COLOMBO (Reuters) – Sri Lanka’s deposed Prime Minister Ranil Wickremesinghe said the United States and Japan had frozen more than a billion dollars of development…
COLOMBO (Reuters) – Sri Lanka’s deposed Prime Minister Ranil Wickremesinghe said the United States and Japan had frozen more than a billion dollars of development aid after his abrupt dismissal raised doubts about the future of democracy in the island.
The move to hold back project financing, along with the EU’s warning it could withdraw duty-free concessions for Sri Lankan exports if it didn’t stick to commitments on national reconciliation, will further strain the economy, Wickremesinghe told Reuters in an interview.

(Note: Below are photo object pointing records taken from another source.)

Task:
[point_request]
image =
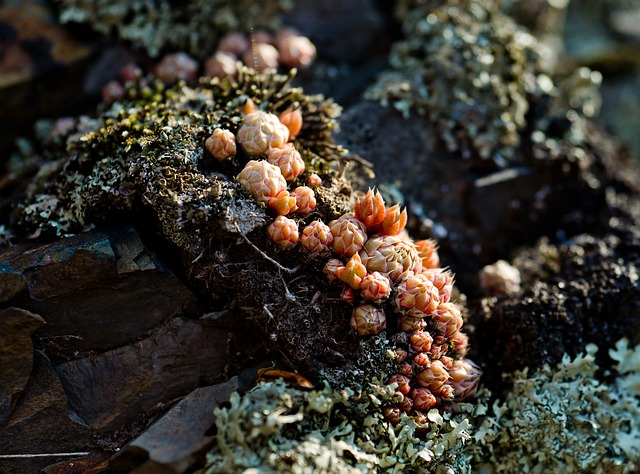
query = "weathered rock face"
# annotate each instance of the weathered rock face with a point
(96, 291)
(481, 216)
(117, 340)
(16, 355)
(586, 290)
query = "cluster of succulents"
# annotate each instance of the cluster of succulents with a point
(381, 270)
(338, 427)
(261, 51)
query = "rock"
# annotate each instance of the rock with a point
(586, 290)
(16, 355)
(40, 423)
(353, 40)
(38, 56)
(97, 291)
(480, 216)
(112, 389)
(178, 439)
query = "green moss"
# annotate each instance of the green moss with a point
(146, 155)
(194, 26)
(476, 75)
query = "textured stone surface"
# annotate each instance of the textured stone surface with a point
(16, 356)
(39, 422)
(97, 291)
(586, 290)
(110, 390)
(177, 440)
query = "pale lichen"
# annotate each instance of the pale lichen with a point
(565, 419)
(336, 429)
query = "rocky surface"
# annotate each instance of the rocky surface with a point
(99, 334)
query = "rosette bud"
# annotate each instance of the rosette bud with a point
(368, 320)
(423, 399)
(400, 355)
(370, 211)
(408, 323)
(263, 180)
(443, 281)
(406, 369)
(447, 319)
(391, 414)
(221, 144)
(331, 267)
(416, 295)
(317, 237)
(283, 231)
(447, 392)
(305, 200)
(404, 385)
(406, 405)
(390, 256)
(261, 131)
(262, 56)
(353, 273)
(375, 287)
(394, 221)
(421, 341)
(460, 343)
(349, 235)
(295, 50)
(292, 119)
(283, 203)
(465, 377)
(314, 180)
(348, 294)
(287, 158)
(421, 359)
(434, 376)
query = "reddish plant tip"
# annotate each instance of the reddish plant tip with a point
(370, 211)
(394, 221)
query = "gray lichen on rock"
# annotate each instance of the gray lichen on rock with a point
(336, 429)
(156, 25)
(471, 70)
(564, 419)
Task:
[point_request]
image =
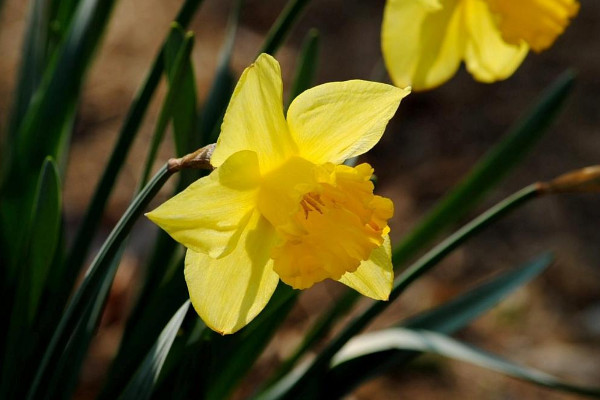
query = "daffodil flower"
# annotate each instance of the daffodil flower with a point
(424, 41)
(279, 204)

President Maithripala Sirisena fired him last month after months of tensions within the government and appointed Mahinda Rajapaksa as premier in a shock move that has plunged the nation into a political crisis.

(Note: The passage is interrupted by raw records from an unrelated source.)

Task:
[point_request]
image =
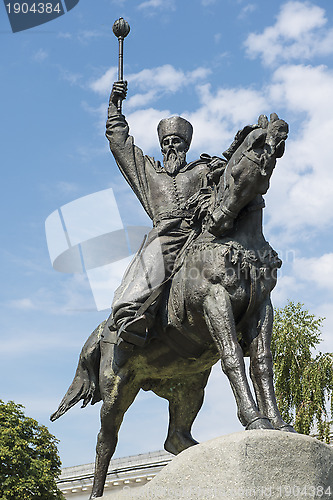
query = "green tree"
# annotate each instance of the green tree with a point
(29, 461)
(303, 380)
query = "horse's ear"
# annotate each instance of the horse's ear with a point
(280, 149)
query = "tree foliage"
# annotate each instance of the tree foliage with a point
(29, 461)
(303, 380)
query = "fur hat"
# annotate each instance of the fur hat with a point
(176, 125)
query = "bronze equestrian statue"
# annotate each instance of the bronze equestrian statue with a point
(212, 299)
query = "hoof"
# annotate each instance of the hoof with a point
(259, 423)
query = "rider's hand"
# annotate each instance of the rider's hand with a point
(119, 92)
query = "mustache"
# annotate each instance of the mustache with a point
(172, 152)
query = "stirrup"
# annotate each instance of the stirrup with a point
(137, 337)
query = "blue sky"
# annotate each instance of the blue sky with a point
(219, 63)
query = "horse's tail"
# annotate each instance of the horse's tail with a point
(86, 381)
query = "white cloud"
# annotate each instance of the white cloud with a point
(206, 3)
(156, 4)
(40, 55)
(103, 84)
(317, 270)
(301, 192)
(297, 34)
(247, 9)
(221, 114)
(151, 83)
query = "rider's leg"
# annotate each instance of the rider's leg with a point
(261, 367)
(220, 321)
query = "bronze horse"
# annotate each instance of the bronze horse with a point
(217, 306)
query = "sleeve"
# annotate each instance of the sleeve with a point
(129, 158)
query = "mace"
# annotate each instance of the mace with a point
(121, 29)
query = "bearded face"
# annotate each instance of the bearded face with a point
(174, 153)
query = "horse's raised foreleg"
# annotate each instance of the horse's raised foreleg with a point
(261, 367)
(220, 322)
(118, 392)
(185, 395)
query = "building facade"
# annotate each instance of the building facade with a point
(124, 473)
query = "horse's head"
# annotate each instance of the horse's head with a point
(251, 160)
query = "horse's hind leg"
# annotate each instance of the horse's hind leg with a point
(220, 322)
(118, 391)
(185, 396)
(261, 367)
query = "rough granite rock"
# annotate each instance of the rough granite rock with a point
(254, 464)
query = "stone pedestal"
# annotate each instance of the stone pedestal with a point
(245, 465)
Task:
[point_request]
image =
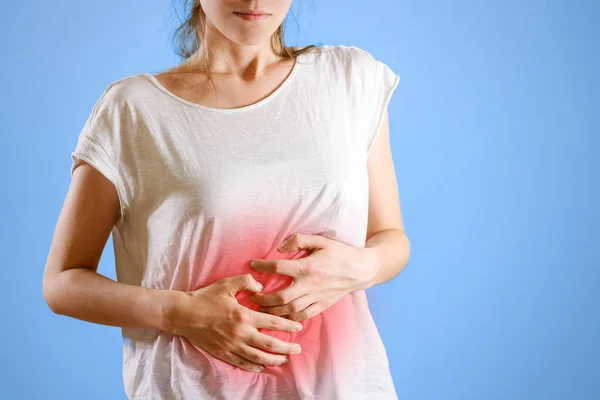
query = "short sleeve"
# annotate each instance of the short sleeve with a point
(372, 84)
(385, 83)
(100, 144)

Rajapaksa is a former president who led the country to a military defeat of Tamil separatist guerrillas in 2009 but who has since faced widespread allegations of human rights abuse and targeting of Tamil civilians.
Wickremesinghe, who has challenged his dismissal and vowed to remain prime minister until parliament voted him out, said there were international concerns about a government led by Rajapaksa.
« Countries are sensitive, they have concerns (about a government led by Rajapaksa) democratic countries have concerns, » he said in the interview conducted in the prime minister’s official residence in a colonial-era bungalow where Wickremesinghe is camping along with his supporters.